Two Arab gunmen and an Israeli soldier were killed on Tuesday in some of the bloodiest violence in years on the usually quiet Israel-Jordan border, the Israeli army said.
The fighting, during an ambush of an Israeli patrol and a search for the attackers at the River Jordan, underlined the absence of peace in the Holy Land, where Christmas was marked in a sombre mood after 15 months of Israeli-Palestinian bloodshed.
There was no immediate claim of responsibility for the assault amid simmering Palestinian anger over Israel's ban on President Yasser Arafat's annual Christmas pilgrimage to Bethlehem.
Describing the shooting attack about 15 km (nine miles) north of the West Bank, an Israeli army officer said the commander of the patrol and a tracker were shot and wounded in the initial gunfire near the border fence in a farming area.
"We got a search party together and went in there to flush out the terrorists," he told Israel radio.
A soldier was killed and two others were wounded in an ensuing battle, the army said, adding that the bodies of two "armed terrorists" were later found just inside Israel.
Security sources first reported that Israeli forces had entered Jordan in pursuit of the gunmen but later said troops crossed the frontier fence -- short of the actual border -- without leaving Israeli territory.
Israel and Jordan signed a peace treaty in 1994.
While ambulances rushed in to evacuate the wounded, an Israeli helicopter gunship poured machinegun fire into a grove of trees where the gunmen were believed to have fled.
Jordanian Minister of State Saleh Qallab denied reports Israeli forces had crossed the border and said there was no proof the infiltrators had come from Jordan.

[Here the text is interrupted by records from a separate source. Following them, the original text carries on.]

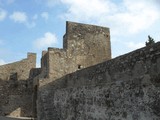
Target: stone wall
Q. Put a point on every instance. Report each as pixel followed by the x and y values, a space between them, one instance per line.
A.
pixel 124 88
pixel 16 87
pixel 83 46
pixel 18 70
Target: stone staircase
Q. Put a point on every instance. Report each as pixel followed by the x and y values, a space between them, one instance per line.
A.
pixel 16 118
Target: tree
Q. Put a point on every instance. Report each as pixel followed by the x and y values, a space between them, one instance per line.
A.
pixel 150 41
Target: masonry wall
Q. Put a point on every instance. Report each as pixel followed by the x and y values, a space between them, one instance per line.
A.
pixel 20 69
pixel 83 46
pixel 16 87
pixel 124 88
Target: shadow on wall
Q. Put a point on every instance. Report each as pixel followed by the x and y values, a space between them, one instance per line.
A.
pixel 125 88
pixel 16 95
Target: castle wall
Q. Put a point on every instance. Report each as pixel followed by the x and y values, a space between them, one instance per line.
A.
pixel 124 88
pixel 83 46
pixel 20 69
pixel 16 87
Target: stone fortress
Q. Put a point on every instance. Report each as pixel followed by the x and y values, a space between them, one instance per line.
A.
pixel 82 82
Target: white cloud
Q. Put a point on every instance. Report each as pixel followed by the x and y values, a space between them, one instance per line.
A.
pixel 35 17
pixel 20 17
pixel 51 3
pixel 3 14
pixel 1 42
pixel 10 1
pixel 49 39
pixel 127 17
pixel 45 15
pixel 133 45
pixel 2 62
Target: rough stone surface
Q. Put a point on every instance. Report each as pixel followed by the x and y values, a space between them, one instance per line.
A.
pixel 83 46
pixel 124 88
pixel 80 82
pixel 16 87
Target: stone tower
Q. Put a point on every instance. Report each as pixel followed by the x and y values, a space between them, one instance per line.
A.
pixel 83 46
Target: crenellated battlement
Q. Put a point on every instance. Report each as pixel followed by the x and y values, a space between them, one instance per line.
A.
pixel 83 45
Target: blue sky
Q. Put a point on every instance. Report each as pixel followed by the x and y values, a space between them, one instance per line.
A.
pixel 35 25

But a security source told Reuters in Amman that authorities have in recent months foiled scores of infiltration attempts by young Jordanians who sympathise with the Palestinian uprising against Israeli occupation.

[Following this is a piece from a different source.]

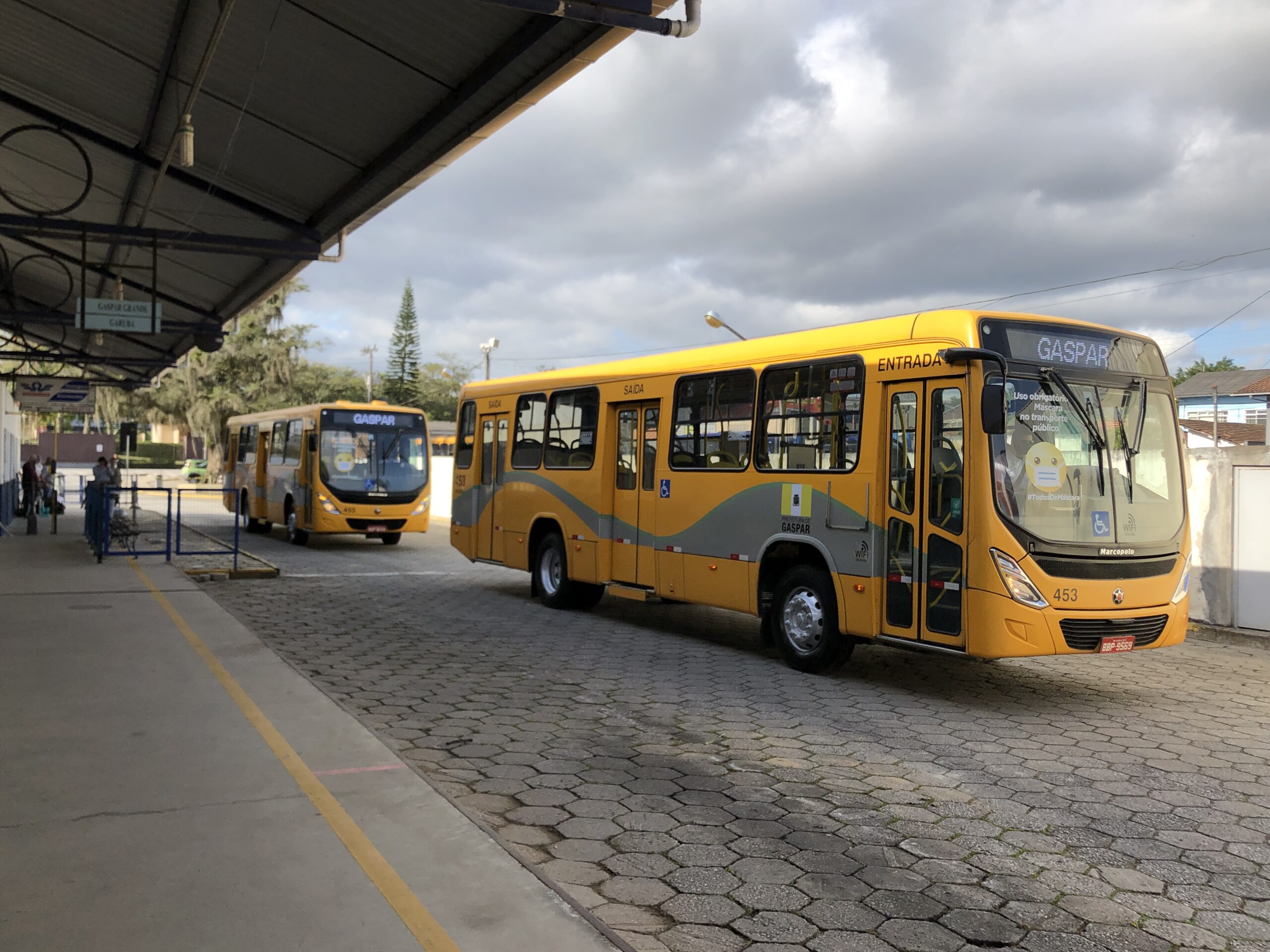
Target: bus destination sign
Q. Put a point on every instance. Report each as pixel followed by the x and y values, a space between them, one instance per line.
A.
pixel 371 418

"There has been a noticeable increase by misled young Jordanians who think they can liberate Palestine by crossing the River and shooting at Israelis," the source said.
The raid was one of the most serious incidents of bloodshed along the frontier in years.
The bloodiest attack since the 1994 peace treaty occurred in 1997 when a Jordanian soldier killed seven Israeli schoolgirls at the border.
In 1996, Palestinian gunmen who infiltrated from Jordan killed three Israeli soldiers in the West Bank.